Ubuntu 17.10, Nvidia 390.48, CUDA 9.1, GPU has fallen off the bus

Hello,

I was already looking for a solution for this problem in this forum and on other sites, but found none. There are already a lot of posts about this problem, but without an helpful answer. I know, that there could be various causes why I get this error, but I hope that there is a expert who can give a hint. I’m out of any ideas now.
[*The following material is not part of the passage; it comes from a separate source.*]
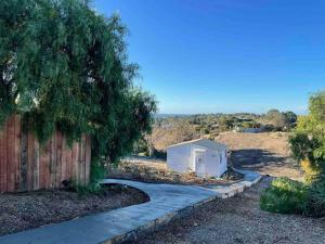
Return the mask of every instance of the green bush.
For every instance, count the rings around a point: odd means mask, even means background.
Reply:
[[[288,178],[273,180],[260,198],[263,210],[281,214],[303,214],[307,203],[307,188]]]
[[[310,187],[306,215],[313,217],[325,216],[325,182],[317,182]]]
Problem: After some time ( approx. 30 minutes - 2 hours) of mining a GPU got lost. Here a part of the bug-report attached below:

Apr 21 15:59:48 user kernel: NVRM: GPU at PCI:0000:01:00: GPU-1d2e0e8c-69d8-2596-20cd-454daa1bf595
Apr 21 15:59:48 user kernel: NVRM: GPU Board Serial Number: 
Apr 21 15:59:48 user kernel: NVRM: Xid (PCI:0000:01:00): 79, GPU has fallen off the bus.
Apr 21 15:59:48 user kernel: NVRM: GPU at 0000:01:00.0 has fallen off the bus.
Apr 21 15:59:48 user kernel: NVRM: GPU is on Board .
Apr 21 15:59:48 user kernel: NVRM: A GPU crash dump has been created. If possible, please run
                                 NVRM: nvidia-bug-report.sh as root to collect this data before
                                 NVRM: the NVIDIA kernel module is unloaded.

Bug report: https://pastebin.com/4TL7BkBL

System Info:

  • 6x Palit GeForce GTX 1070 Ti Dual 8GB (currently 5 of 6 cards connected), connected via risers.
  • PSU: 1x Be quiet! Dark power Pro, 1000W, 1x Seasonic Prime Platinum 1200W
  • Mainboard: MSI Z270-A PRO
  • CPU: Intel Core i5-7500, 3,4GHz
  • RAM: 16GB
  • SSD: 64GB
  • OS: Ubuntu 17.10 (GNU/Linux 4.13.0-38-generic x86_64)
  • Driver: 390.48
  • CUDA: 9.1.85

Application info:

  • ethminer 0.15.0dev4 with CUDA options via SSH, headless server
  • Overclocking: persistence mode: On, powerlimit at 100W, Fanspeed at 70%, nothing else

I already tried:

  • Reseated GPU
  • Setting Fan Speed in order to get max 56°C
  • Remove and fresh install of the driver
  • Disabling audio and bus speed to 96 in BIOS options

Can anyone help, please? I tried to find a solution for weeks but without success.

Best Regards,

Julian

That’s your thread:
https://devtalk.nvidia.com/default/topic/1016888/?comment=5235192
In short, check power supply, check the risers, check the board and its slots.
Some people have used aluminium foil to enhance the risers, or used better ones.